Robotic Gait denied for missing prior authorization by Blue Cross Blue Shield?
If the original prescription wasn't run through prior auth, the path is to submit a PA now with a medical-necessity letter — many plans then back-date approval to the date of service.
US health-plan appeal rights
Cite: Most US health plans have appeal rights under either the ACA, ERISA, or Medicare/Medicaid rules
Most US health plans are required by federal law to give you both an internal appeal (where the insurer reconsiders) and an external review (where an independent reviewer decides). The exact timelines and processes depend on what kind of plan you have — marketplace / employer group, self-funded, Medicare Advantage, or Medicaid MCO — but in every case there's a window after the denial during which you have the right to fight it.
What Blue Cross Blue Shield typically requires
Blue Cross Blue Shield's specific coverage criteria for robotic gait are defined in its own published medical/coverage policy and the FDA-approved prescribing label. A successful appeal documents that your medical records satisfy each criterion those sources list — confirmed diagnosis, any required prior treatments (with dates and outcomes), and clinical severity. If the exact criteria weren't included with your denial, request them in writing; your appeal then maps each requirement to the matching fact in your chart.
The Blue Cross Blue Shield angle on Robotic Gait
## Why BCBS Denied Robotic Gait Training for Missing Prior Authorization — and Why You Can Appeal
Blue Cross Blue Shield plans classify robotic-assisted gait training as a service requiring prior authorization before treatment begins. When authorization was not obtained — or when treatment started before approval was granted — BCBS will deny the claim as "prior authorization required." These denials are among the most reversible on appeal because the underlying clinical need is not being disputed; the insurer is objecting to a procedural step. Courts and external reviewers routinely overturn prior-auth denials when the patient can show the service would have been approved had the request been submitted, or when authorization was not obtained due to a provider administrative error rather than patient fault.
## Your Appeal Rights
Under ACA Section 2719, non-grandfathered plans must offer internal appeals followed by independent external review. ERISA Section 503 requires a full-and-fair review with a written decision explaining the basis for any continued denial. If your condition is urgent and ongoing treatment is at stake, you may request an expedited internal appeal, which must be decided within a significantly shorter timeframe than the standard track. The external review window is generally available for roughly four months after exhausting internal remedies.
## The Appeal Process and Timeline
1. Obtain the denial letter specifying the exact authorization requirement that was not met. 2. File a first-level internal appeal — usually within 180 days. Include documentation showing medical necessity and, if applicable, an explanation of why prior authorization was not obtained (e.g., urgent clinical need, provider administrative error, plan communication failure). 3. If denied internally, escalate to external review via your state insurance department or the federal external review process. 4. If the denial stems from a provider error rather than your own, work with the provider's billing team in parallel — they may be able to pursue a separate appeal track.
## Documentation to Gather
- Diagnosis and clinical records: records confirming the condition requiring robotic gait training and the functional deficits being treated.
- Prescriber authorization request: if a prior-auth request was submitted and lost or improperly processed, obtain proof of submission (fax confirmation, portal screenshot, date-stamped correspondence).
- Medical-necessity letter: a letter from the treating physiatrist or neurologist explaining the urgency or necessity of the treatment and confirming it would meet the plan's coverage criteria.
- Prior treatment history: documentation of conventional therapies already tried, with dates and outcomes, showing the patient meets the plan's step-therapy or qualifying-diagnosis requirements.
- Plan member handbook: obtain your Summary Plan Description (SPD) or Evidence of Coverage and identify the exact provision governing prior authorization for rehabilitation devices.

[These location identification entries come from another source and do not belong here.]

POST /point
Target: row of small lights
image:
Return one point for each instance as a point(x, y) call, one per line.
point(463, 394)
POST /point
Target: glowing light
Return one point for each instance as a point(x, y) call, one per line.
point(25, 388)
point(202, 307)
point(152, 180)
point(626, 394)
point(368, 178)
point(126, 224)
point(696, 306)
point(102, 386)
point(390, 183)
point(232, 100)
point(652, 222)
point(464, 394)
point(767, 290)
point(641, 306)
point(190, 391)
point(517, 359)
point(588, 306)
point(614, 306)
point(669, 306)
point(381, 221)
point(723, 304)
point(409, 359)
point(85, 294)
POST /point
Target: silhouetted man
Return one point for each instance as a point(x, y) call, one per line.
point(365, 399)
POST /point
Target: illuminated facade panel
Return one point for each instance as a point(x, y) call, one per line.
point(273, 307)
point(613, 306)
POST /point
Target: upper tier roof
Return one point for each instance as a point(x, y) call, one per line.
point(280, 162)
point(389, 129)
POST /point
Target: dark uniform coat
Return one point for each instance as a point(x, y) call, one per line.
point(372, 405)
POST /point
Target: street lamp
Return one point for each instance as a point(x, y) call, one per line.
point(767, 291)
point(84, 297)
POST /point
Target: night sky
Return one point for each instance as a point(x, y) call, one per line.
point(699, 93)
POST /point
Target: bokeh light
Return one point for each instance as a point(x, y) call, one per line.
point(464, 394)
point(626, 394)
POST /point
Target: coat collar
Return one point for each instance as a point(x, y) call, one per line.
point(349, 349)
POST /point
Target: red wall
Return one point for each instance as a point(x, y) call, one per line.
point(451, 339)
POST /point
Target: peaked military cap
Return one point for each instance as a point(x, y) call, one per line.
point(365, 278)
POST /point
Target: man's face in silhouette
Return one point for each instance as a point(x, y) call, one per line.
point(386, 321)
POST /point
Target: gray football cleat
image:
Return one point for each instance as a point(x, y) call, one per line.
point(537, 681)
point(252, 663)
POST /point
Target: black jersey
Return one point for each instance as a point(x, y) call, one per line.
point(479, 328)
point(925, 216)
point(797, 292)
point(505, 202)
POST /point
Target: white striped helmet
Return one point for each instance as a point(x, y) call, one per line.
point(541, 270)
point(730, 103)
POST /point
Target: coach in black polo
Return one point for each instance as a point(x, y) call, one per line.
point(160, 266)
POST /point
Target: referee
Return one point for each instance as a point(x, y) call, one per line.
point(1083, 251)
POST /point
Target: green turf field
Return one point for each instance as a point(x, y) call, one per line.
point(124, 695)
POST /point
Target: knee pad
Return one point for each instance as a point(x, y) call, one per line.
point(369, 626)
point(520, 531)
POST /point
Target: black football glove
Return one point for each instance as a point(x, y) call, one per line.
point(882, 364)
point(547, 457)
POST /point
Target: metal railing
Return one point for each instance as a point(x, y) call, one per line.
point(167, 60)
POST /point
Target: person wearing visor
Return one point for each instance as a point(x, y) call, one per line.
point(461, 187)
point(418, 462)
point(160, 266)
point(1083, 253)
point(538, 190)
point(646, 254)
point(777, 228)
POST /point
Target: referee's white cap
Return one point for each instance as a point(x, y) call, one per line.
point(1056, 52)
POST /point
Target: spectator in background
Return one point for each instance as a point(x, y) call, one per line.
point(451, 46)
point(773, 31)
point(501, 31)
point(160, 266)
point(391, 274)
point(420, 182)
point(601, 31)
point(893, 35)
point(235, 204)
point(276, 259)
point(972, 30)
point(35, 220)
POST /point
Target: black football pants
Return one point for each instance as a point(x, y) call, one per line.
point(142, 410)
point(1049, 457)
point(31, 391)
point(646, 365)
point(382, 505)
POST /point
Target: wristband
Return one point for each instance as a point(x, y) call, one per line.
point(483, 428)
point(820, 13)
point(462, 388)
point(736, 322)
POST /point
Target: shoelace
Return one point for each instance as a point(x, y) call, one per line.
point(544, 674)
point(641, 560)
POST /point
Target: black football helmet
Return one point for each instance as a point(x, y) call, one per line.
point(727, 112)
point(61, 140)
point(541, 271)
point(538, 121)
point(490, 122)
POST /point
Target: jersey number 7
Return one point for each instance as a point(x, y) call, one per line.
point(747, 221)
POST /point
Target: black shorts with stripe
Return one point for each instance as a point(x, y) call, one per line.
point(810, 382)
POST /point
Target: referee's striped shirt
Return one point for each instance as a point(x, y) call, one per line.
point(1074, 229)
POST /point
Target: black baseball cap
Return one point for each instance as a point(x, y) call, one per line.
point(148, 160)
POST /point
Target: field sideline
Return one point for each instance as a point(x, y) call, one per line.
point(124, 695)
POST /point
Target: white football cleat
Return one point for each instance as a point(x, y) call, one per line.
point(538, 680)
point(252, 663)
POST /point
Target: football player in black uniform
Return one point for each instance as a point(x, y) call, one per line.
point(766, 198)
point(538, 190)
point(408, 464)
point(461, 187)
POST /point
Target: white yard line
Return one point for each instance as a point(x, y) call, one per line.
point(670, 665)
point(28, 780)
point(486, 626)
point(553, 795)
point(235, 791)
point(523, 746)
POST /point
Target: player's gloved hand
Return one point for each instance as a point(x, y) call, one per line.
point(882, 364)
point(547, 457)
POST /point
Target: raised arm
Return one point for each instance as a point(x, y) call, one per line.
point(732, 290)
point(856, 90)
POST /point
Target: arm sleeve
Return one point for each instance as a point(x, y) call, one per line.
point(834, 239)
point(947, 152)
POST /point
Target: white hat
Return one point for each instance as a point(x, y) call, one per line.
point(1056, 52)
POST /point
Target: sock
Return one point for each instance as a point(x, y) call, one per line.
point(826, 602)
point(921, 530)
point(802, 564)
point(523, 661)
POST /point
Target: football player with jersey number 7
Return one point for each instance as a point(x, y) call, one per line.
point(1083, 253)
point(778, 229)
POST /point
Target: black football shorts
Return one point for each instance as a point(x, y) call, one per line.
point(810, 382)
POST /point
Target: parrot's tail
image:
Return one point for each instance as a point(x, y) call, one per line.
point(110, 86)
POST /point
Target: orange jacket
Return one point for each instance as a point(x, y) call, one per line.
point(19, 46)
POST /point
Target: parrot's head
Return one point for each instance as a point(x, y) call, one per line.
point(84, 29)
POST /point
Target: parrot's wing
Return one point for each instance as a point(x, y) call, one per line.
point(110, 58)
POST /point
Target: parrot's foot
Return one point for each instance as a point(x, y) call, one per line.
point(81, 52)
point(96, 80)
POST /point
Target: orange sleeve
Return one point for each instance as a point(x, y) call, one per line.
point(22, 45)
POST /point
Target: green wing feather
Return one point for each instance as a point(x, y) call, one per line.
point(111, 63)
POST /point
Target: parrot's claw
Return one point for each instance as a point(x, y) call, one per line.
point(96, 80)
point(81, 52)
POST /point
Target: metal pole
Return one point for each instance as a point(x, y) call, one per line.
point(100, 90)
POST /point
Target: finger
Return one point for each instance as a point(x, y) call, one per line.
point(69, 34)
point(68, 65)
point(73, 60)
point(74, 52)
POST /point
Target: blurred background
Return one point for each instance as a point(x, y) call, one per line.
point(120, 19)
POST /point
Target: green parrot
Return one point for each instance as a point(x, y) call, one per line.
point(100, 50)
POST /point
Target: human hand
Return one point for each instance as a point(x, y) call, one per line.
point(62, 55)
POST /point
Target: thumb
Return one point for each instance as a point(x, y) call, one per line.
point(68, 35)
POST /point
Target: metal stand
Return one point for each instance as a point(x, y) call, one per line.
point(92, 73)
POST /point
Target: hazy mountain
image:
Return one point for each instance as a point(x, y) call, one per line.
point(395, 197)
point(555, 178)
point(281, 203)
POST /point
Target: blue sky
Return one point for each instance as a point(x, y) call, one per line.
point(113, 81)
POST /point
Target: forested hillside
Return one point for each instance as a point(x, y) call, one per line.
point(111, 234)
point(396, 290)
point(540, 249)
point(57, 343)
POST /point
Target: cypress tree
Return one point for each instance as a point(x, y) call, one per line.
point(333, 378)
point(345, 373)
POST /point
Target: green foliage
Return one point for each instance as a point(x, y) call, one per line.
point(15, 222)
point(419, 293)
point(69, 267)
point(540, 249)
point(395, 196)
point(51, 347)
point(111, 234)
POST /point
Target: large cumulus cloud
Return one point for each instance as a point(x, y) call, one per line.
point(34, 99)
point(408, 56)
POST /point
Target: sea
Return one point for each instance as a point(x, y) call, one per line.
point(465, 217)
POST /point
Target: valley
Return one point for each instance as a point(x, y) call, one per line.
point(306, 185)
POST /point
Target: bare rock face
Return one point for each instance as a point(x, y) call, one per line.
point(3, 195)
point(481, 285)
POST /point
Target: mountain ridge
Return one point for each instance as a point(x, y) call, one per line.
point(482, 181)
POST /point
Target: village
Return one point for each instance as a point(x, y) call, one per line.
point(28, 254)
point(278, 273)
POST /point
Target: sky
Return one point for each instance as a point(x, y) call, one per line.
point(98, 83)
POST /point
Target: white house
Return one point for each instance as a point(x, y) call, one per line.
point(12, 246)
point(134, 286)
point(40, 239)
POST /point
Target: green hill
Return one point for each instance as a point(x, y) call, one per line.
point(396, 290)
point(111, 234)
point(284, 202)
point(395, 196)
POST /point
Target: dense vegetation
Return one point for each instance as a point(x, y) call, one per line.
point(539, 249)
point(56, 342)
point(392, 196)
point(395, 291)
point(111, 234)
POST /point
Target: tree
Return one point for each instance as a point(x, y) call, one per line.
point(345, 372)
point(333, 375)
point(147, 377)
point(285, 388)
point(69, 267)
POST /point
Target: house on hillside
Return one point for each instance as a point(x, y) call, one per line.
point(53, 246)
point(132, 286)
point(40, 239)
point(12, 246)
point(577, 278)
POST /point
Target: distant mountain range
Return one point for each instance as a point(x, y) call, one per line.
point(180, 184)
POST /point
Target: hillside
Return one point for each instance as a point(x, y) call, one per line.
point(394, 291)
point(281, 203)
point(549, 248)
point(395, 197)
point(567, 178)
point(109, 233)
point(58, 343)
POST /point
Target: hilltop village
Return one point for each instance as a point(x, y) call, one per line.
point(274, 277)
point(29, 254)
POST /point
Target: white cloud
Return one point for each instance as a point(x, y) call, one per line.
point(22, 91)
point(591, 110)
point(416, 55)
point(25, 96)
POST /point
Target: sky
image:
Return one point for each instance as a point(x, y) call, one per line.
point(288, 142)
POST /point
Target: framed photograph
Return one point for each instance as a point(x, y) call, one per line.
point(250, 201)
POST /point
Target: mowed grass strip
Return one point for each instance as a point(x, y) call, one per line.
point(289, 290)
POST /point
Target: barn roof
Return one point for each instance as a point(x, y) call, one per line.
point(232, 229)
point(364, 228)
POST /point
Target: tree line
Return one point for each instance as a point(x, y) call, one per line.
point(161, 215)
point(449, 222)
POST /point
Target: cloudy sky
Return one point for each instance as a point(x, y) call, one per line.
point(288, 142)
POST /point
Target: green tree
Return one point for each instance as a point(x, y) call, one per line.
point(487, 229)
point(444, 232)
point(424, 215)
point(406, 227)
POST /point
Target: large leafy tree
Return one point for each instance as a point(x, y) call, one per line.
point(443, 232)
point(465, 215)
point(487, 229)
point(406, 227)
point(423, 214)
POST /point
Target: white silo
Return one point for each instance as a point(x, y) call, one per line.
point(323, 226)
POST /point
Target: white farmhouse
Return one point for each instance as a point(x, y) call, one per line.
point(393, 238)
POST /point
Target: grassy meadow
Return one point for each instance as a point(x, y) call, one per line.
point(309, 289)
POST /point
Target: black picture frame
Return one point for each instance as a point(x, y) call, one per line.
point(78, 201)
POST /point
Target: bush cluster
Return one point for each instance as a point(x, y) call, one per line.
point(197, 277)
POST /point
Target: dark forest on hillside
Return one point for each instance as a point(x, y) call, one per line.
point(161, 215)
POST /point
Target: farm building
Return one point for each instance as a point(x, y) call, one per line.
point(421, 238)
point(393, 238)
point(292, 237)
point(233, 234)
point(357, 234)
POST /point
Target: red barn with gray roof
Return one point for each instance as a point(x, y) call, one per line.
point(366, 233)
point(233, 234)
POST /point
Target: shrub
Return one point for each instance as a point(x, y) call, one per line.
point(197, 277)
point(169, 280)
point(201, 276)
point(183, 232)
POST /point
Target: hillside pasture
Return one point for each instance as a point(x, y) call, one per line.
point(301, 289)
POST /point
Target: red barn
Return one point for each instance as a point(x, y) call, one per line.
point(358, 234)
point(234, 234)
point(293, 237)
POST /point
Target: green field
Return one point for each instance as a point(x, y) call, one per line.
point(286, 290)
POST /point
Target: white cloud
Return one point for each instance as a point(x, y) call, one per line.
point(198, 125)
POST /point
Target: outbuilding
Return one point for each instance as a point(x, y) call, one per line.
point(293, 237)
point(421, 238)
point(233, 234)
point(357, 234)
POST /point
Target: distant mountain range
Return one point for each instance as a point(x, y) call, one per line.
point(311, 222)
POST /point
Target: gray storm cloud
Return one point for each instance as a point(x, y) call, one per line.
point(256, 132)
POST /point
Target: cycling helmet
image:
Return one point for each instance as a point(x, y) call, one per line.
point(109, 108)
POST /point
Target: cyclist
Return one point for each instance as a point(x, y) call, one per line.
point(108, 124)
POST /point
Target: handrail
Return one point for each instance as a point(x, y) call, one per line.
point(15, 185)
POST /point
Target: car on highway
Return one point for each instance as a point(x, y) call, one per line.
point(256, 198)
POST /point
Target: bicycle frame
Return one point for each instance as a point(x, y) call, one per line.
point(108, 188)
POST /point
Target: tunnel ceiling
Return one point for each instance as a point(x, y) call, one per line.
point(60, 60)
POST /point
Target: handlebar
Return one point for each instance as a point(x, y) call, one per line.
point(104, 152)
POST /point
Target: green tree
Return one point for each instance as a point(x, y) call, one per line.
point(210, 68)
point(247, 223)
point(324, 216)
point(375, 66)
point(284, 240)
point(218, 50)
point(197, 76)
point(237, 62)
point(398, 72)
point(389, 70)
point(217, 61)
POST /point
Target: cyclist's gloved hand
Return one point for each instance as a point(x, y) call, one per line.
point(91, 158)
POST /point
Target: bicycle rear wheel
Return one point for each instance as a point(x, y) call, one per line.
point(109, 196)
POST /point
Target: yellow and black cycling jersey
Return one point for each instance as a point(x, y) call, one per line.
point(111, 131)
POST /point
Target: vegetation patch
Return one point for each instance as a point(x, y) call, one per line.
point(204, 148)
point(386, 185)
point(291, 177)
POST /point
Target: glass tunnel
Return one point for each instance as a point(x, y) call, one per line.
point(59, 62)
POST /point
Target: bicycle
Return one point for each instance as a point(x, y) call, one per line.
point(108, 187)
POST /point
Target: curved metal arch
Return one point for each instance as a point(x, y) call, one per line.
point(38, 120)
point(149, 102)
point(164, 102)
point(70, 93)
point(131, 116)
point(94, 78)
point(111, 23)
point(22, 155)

## Criteria-Mapping Structure
Review BCBS's published prior-authorization criteria for robotic rehabilitation devices — available on the provider or member portal. For each listed requirement, note the specific supporting fact from the medical record. If the denial was purely procedural (no clinical review was done), state this explicitly in your appeal letter and argue that the service meets all coverage criteria on the merits, so the denial should be reversed rather than a new auth process initiated. Requesting retrospective authorization in parallel with the appeal is often a useful parallel track.
Next steps
- Find the date on the denial letter — your appeal window starts there.
- Read your plan's Summary of Benefits and Coverage (SBC) for the specific deadlines.
- Request the insurer's claim file in writing — they must provide it.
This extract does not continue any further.